Browser clicks "Pay" → GET /qr?account=...&amount=...&message=... → SPD QR PNG
                                                                         │
                                                                    qrcode lib
                                                                    generates
                                                                    in-memory PNG

Key Design Patterns

1. Google Sheets as Database

Instead of a traditional database, the system uses two Google Sheets:

Sheet Purpose Access Method
Attendance Sheet (1E2e_gT...) Member names, tiers, practice dates, attendance marks Public CSV export (no auth needed)
Payments Sheet (1Om0YPo...) Bank transactions with Person/Purpose annotations Google Sheets API (service account auth)

Trade-offs:

  • Non-technical users can view and edit data directly
  • No database setup or maintenance
  • Built-in audit trail (Google Sheets version history)
  • Every page load incurs 1-3s of API latency
  • No complex queries or indexing
  • Rate limits on Google Sheets API

2. Dual-Mode Bank Access

fio_utils.py implements a transparent fallback pattern:

def fetch_transactions(date_from, date_to):
    token = os.environ.get("FIO_API_TOKEN", "").strip()
    if token:
        return fetch_transactions_api(token, date_from, date_to)    # Structured JSON
    return fetch_transactions_transparent(...)                       # HTML scraping

The API provides richer data (sender account numbers, stable bank IDs) but requires a token. The transparent page is always available but lacks some fields.

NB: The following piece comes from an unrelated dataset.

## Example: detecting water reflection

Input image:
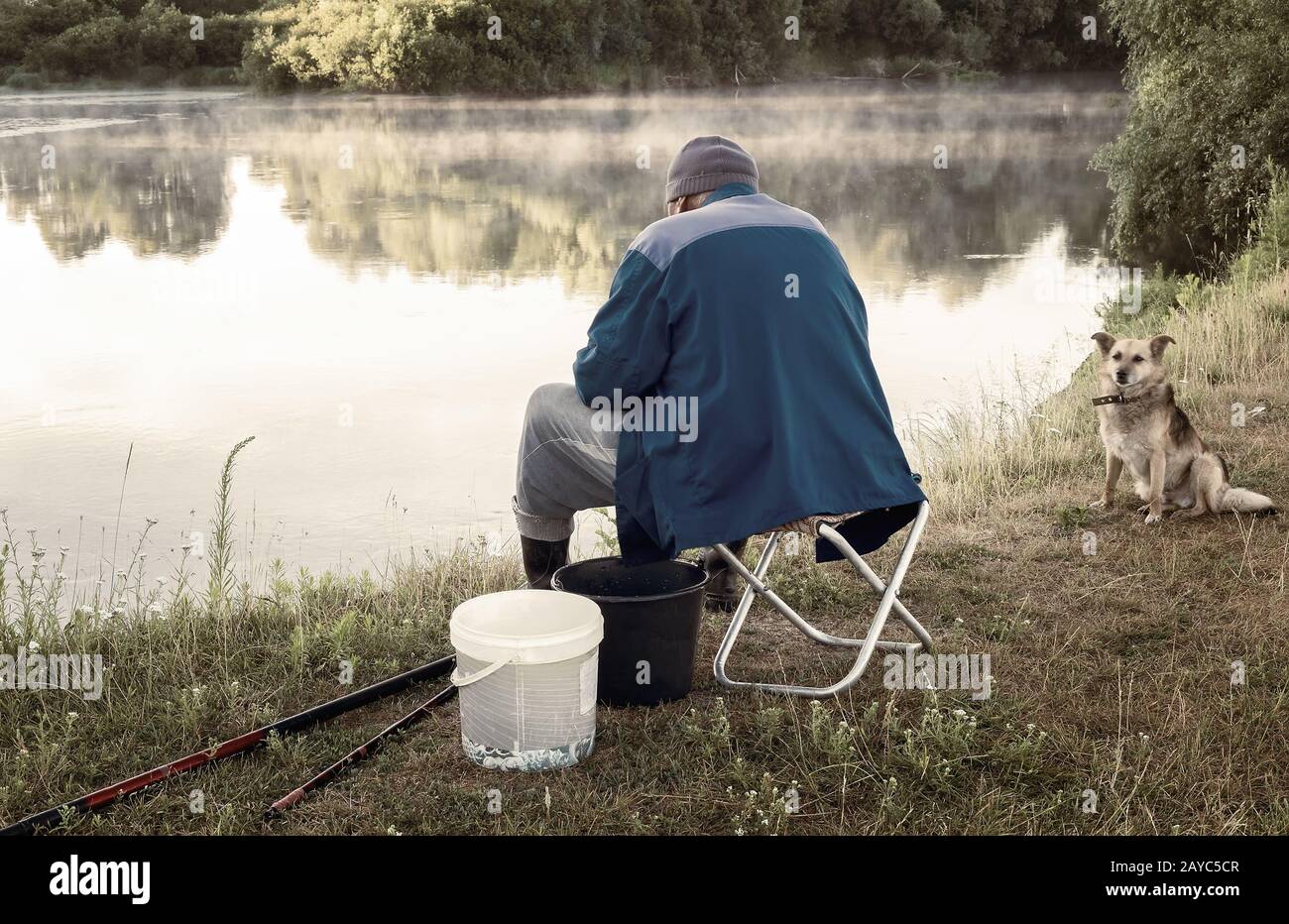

3. Name Matching with Confidence Levels

The reconciliation engine uses a multi-tier matching strategy:

Priority Method Confidence Example
1 Full name match auto "František Vrbík" in message
2 Both first + last name (any order) auto "Vrbík František"
3 Nickname match auto "(Štrúdl)" from member list
4 Last name only (≥4 chars, not common) review "Vrbík" alone
5 First name only (≥3 chars) review "František" alone

When both auto and review matches exist, review matches are discarded. This prevents false positives from generic first names.

4. Exception System

Fee overrides are managed through an exceptions sheet tab in the Payments Google Sheet:

Column Content
Name Member name
Period Month (YYYY-MM)
Amount Overridden fee in CZK
Note Reason for the exception

Exceptions are applied during reconciliation, replacing the attendance-calculated fee with the manually specified amount.

5. Render-Time Performance Tracking

Every page includes a performance breakdown:

@app.before_request
def start_timer():
    g.start_time = time.perf_counter()
    g.steps = []

def record_step(name):
    g.steps.append((name, time.perf_counter()))

The footer displays total render time and, on click, reveals a detailed breakdown (e.g., fetch_members:0.892s | fetch_payments:1.205s | reconcile:0.003s | render:0.015s).

Security Considerations

Concern Mitigation
PII in git .secret/ is gitignored; all data fetched at runtime
Google API credentials Service account JSON stored in .secret/, mounted as Docker secret
Bank API token Passed via FIO_API_TOKEN environment variable, never committed
Web app authentication None currently — the app has no auth layer
CSRF protection None currently — Flask default (no POST routes exist)

Scalability Notes

This system is purpose-built for a small club (~20-40 members). It makes deliberate trade-offs favoring simplicity over scale:

  • No caching: Every page load fetches live data from Google Sheets (1-3s latency). For a single-user admin dashboard, this is acceptable.
  • No background workers: Sync and inference are manual make commands, not scheduled jobs.
  • No database: Google Sheets handles 10s of members and 100s of transactions with ease.
  • Single-process Flask: The built-in development server runs directly in production (via Docker). For this use case, this is intentional — it's a personal tool, not a public service.

Architecture documentation generated from comprehensive code analysis on 2026-03-03.